If you had just stopped at, “I have plans and don’t want to change them to accommodate picking up the kids”, that would be totally reasonable.

not wanting them around and having to consider them as members of the household and family is not.

Bananarama77 · 20/04/2023 17:56

The problem is that they are constantly palmed off by their mum, but I’m not here to pick up the slack. Last week..I’ve got to work late can you get them’ etc etc I’ve got grown up kids I don’t need this crap honestly

OP posts:
DrMarciaFieldstone · 20/04/2023 18:18

I don’t pick DSC up from school any longer, it was being taken advantage of, and I was expected just to drop everything and run to suit when their DM and DF didn’t bother to organise plans.

Genuine one-offs are different, but I understand the taken for granted feeling when it’s always piled back on you last minute. Funnily enough, they both get their work organised now, and also now manage to leave work on time.

MrsDrDear · 20/04/2023 18:24

How did he manage before you came on the scene?

DeeplyMovingExperience · 20/04/2023 18:24

You need to put your foot down and say no.

It's all too common for the step-mother to be made the default parent rather than the father. You are not their mother. They already have two parents.

Say you are not available for the pick up and let them (the actual parents) resolve it themselves.

Yousee · 20/04/2023 18:29

I have refused to collect my DSD from school as it's not my job ultimately and if anyone should be inconvenienced by the school run it should be her Mum or Dad. I don't mind collecting from her home as it is much less of a pain for me to get too.
None of this means that I don't consider her my family, it just means I don't consider my plans or needs as being below her parents. 🤷‍♀️
It's ok to have a limit, OP. It really, really is.

Yousee · 20/04/2023 18:36

I have refused to collect my DSD from school as it's not my job ultimately and if anyone should be inconvenienced by the school run it should be her Mum or Dad. I don't mind collecting from her home as it is much less of a pain for me to get too.
None of this means that I don't consider her my family, it just means I don't consider my plans or needs as being below her parents. 🤷‍♀️
It's ok to have a limit, OP. It really, really is

Suzannargh · 20/04/2023 18:54

If he asked you before saying yes to his ex or arranging overtime, and you agreed - YABU

If he agreed with his ex or arranged overtime without asking you - YANBU

moonspiral · 20/04/2023 20:18

And what happened when you said no sorry I have plans?
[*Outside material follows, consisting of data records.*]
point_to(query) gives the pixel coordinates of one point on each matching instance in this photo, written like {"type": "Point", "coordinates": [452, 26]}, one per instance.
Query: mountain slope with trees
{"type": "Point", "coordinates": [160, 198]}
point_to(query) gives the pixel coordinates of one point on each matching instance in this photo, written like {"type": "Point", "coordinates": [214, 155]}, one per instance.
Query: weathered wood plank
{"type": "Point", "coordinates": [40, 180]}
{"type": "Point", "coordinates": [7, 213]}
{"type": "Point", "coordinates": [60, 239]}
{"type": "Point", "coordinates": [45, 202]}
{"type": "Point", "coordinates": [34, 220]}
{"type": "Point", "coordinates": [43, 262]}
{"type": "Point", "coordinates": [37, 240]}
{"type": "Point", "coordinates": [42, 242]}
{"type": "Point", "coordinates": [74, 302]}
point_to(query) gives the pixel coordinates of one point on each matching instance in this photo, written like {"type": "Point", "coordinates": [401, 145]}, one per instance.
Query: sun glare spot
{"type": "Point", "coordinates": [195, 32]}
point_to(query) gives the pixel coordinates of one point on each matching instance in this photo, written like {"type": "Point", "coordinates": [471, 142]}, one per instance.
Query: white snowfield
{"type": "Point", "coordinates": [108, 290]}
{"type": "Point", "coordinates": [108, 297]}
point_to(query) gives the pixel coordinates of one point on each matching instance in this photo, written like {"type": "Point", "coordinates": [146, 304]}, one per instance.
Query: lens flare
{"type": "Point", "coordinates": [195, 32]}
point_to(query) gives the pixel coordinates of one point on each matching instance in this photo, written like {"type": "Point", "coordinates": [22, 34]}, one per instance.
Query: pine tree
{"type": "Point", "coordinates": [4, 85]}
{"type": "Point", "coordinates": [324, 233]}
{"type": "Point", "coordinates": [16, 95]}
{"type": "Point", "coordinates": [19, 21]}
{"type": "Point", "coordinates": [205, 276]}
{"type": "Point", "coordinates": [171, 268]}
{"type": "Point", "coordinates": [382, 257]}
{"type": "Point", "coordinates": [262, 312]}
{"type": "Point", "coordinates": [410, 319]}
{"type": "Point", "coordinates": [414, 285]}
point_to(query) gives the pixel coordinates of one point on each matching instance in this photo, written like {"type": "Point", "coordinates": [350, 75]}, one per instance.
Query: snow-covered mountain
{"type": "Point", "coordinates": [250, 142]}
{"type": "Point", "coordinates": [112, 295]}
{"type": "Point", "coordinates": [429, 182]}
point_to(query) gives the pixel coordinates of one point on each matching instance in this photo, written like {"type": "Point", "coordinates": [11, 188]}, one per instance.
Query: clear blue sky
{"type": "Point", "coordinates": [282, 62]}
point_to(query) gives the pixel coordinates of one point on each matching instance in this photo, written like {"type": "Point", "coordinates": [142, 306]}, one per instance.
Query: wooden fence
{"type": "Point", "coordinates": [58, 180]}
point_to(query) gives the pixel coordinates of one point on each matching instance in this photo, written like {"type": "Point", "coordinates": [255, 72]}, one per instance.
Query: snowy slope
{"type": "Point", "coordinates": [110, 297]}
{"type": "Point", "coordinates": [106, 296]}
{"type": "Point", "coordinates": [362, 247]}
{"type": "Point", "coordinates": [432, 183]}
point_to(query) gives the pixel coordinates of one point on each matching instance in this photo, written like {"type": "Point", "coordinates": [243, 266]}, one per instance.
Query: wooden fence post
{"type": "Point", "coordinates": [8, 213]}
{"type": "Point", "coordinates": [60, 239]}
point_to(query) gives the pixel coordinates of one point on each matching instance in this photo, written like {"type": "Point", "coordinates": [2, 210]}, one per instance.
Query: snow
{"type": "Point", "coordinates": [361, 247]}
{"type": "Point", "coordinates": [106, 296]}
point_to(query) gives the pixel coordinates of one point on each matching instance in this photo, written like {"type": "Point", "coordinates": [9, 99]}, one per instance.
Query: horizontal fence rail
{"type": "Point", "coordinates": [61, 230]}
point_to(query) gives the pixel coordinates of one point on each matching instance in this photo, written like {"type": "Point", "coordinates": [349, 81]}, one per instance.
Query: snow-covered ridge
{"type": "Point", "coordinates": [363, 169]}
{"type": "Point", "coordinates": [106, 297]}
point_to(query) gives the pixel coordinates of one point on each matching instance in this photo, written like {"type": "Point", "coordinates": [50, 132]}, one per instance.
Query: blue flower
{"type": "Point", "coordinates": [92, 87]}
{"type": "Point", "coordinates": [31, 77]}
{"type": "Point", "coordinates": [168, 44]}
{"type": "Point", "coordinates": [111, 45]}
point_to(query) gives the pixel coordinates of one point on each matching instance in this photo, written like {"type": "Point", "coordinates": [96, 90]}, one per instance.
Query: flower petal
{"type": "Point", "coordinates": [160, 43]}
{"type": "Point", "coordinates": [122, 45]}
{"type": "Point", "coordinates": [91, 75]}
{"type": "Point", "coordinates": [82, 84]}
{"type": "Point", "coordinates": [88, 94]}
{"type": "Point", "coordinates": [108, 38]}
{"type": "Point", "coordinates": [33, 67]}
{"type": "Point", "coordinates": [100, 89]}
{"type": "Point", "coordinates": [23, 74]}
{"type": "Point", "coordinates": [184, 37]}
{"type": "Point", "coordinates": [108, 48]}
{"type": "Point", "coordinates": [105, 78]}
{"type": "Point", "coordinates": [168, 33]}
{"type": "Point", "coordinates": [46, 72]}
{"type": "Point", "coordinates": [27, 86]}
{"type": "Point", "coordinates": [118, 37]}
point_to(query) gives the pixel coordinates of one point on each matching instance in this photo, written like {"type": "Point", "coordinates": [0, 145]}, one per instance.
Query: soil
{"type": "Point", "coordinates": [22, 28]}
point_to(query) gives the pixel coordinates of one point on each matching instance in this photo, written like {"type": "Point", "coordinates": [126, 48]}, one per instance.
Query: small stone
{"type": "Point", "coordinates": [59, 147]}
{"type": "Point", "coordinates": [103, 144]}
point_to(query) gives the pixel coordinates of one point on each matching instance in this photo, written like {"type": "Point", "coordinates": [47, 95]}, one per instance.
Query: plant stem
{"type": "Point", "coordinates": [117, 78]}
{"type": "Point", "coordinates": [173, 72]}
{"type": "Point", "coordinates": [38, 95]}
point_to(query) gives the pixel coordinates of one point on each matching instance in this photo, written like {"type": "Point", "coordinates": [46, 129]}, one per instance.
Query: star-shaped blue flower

Because to me that's the key thing here - asking if you can help is fine but it's how he reacts when you say no.

moonspiral · 20/04/2023 20:20

Yousee · 20/04/2023 18:36

I have refused to collect my DSD from school as it's not my job ultimately and if anyone should be inconvenienced by the school run it should be her Mum or Dad. I don't mind collecting from her home as it is much less of a pain for me to get too.
None of this means that I don't consider her my family, it just means I don't consider my plans or needs as being below her parents. 🤷‍♀️
It's ok to have a limit, OP. It really, really is

I agree. My DH knew from an early stage what I would and wouldn't do in terms of his children and tbh he has only asked me to watch them twice! He knows it's his and their mums job not mine.

Chattycatty · 20/04/2023 20:42

Wow you're lovely aren't you OP 🙄

isadoradancing123 · 20/04/2023 20:42

Well you shouldnt have married someone with young children then, you are totally unreasonable, poor kids

SoupDragon · 20/04/2023 20:50

I’ve got grown up kids I don’t need this crap honestly

what do you think would happen when you married someone with younger children?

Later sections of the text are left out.